In supervised learning we have assumed that there is a target output value for each input value. However, in many situations, there is less detailed information available. In extreme situations, there is only a single bit of information after a long sequence of inputs telling whether the output is right or wrong. Reinforcement learning is one method developed to deal with such situations.
Reinforcement learning (RL) is a kind of supervised learning in that some feedback from the environment is given. However the feedback signal is only evaluative, not instructive. Reinforcement learning is often called learning with a critic as opposed to learning with a teacher.
Humans learn by interacting with the environment. When a baby plays, it waves its arms around, touches things, tastes things, etc. There is no explicit teacher but there is a sensori-motor connection to its environment. Such a connection provides information about cause and effect, the consequence of actions, and what to do to achieve goals.
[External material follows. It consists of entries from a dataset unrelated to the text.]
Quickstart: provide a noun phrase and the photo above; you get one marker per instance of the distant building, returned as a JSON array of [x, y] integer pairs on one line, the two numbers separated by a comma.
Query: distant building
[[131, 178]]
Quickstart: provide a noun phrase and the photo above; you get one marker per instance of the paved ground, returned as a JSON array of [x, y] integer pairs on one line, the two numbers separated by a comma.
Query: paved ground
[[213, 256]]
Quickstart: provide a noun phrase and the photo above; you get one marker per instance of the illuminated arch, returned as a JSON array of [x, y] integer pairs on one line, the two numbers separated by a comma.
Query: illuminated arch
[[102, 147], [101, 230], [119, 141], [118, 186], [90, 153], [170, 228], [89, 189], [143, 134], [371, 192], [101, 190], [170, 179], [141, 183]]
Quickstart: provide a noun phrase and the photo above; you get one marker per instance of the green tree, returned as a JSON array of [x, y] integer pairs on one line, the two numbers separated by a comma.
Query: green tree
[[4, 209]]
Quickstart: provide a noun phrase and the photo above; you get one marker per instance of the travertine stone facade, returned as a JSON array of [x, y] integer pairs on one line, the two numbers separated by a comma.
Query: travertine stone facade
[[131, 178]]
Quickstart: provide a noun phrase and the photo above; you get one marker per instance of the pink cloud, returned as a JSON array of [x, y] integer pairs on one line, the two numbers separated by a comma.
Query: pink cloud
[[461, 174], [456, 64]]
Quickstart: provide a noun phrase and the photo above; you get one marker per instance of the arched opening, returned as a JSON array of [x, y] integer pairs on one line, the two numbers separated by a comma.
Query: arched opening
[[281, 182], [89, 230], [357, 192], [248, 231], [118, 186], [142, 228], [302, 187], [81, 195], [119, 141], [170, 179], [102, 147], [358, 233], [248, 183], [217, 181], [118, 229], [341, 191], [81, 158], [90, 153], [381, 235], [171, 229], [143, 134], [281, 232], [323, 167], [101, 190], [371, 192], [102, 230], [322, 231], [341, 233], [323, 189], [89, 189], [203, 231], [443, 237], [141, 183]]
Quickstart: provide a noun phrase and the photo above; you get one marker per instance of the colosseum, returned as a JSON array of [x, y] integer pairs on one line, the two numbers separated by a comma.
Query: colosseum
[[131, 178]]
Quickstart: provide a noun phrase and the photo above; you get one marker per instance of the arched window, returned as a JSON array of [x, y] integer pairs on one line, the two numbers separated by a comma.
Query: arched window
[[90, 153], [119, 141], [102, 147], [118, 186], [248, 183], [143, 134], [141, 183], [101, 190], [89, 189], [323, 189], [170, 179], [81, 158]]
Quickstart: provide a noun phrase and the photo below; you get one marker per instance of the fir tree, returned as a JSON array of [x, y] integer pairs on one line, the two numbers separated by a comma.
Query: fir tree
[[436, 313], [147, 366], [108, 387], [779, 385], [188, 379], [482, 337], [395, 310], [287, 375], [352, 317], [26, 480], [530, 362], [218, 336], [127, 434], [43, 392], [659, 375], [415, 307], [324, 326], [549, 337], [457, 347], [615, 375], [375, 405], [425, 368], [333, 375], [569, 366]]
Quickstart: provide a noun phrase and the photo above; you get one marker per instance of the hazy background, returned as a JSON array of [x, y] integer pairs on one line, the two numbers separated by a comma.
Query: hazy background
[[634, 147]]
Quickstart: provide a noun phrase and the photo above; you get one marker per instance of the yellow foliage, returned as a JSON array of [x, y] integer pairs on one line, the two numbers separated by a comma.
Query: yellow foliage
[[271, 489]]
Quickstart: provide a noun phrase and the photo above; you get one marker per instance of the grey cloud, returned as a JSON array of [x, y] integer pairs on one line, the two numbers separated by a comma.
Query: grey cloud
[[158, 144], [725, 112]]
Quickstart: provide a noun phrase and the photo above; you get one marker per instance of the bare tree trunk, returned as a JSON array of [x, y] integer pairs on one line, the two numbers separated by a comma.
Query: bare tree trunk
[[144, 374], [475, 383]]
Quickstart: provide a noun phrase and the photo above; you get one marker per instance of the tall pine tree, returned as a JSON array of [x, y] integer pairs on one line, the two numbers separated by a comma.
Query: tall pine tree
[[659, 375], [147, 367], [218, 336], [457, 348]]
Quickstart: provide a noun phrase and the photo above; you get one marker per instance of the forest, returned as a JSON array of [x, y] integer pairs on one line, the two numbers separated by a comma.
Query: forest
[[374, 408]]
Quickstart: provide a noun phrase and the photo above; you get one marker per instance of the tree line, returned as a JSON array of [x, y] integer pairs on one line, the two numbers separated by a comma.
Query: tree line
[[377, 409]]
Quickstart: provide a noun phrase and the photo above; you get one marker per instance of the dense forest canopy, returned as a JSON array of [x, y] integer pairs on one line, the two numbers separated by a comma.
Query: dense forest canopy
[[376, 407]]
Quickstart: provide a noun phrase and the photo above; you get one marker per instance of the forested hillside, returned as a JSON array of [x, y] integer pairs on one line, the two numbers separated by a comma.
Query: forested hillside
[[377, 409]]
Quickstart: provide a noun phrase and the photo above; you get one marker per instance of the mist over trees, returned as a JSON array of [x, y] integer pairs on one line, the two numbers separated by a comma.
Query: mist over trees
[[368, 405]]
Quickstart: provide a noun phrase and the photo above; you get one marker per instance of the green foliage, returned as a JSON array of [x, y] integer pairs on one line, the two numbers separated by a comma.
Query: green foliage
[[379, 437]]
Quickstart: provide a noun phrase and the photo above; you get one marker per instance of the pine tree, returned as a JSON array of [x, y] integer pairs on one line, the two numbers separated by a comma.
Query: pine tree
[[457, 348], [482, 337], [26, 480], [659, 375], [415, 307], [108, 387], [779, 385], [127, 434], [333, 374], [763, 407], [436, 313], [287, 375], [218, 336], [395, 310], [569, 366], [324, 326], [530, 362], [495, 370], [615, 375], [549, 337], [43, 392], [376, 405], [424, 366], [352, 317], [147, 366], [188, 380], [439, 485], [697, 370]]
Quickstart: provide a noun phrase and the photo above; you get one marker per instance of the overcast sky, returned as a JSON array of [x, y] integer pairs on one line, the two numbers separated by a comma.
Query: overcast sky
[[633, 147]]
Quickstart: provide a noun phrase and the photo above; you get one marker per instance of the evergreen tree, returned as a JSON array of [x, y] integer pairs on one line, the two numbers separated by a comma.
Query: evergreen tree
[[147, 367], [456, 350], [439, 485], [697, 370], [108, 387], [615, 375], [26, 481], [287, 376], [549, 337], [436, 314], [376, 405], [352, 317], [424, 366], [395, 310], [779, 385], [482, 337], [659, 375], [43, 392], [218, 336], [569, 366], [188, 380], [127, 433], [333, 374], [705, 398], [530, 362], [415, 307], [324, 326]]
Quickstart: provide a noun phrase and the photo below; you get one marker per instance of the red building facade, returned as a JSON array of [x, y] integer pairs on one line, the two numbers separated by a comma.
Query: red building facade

In the most general case, the environment may itself be governed by a complicated dynamical process. Both reinforcement signals and input patterns may depend arbitrarily on the past history of the networks's output.
A network designed to play chess would receive a reinforcement signal (win or lose) after a long sequence of moves. The question that arises is: How do we assign credit or blame individually to each move in a sequence that leads to an eventual victory or loss?
So far in this course we have not discussed the issue of planning. The networks we have seen are simply learning a direct relationship between an input and an output. RL is our first look at networks that in some sense decide a course of action by considering possible future actions before they are actually experienced.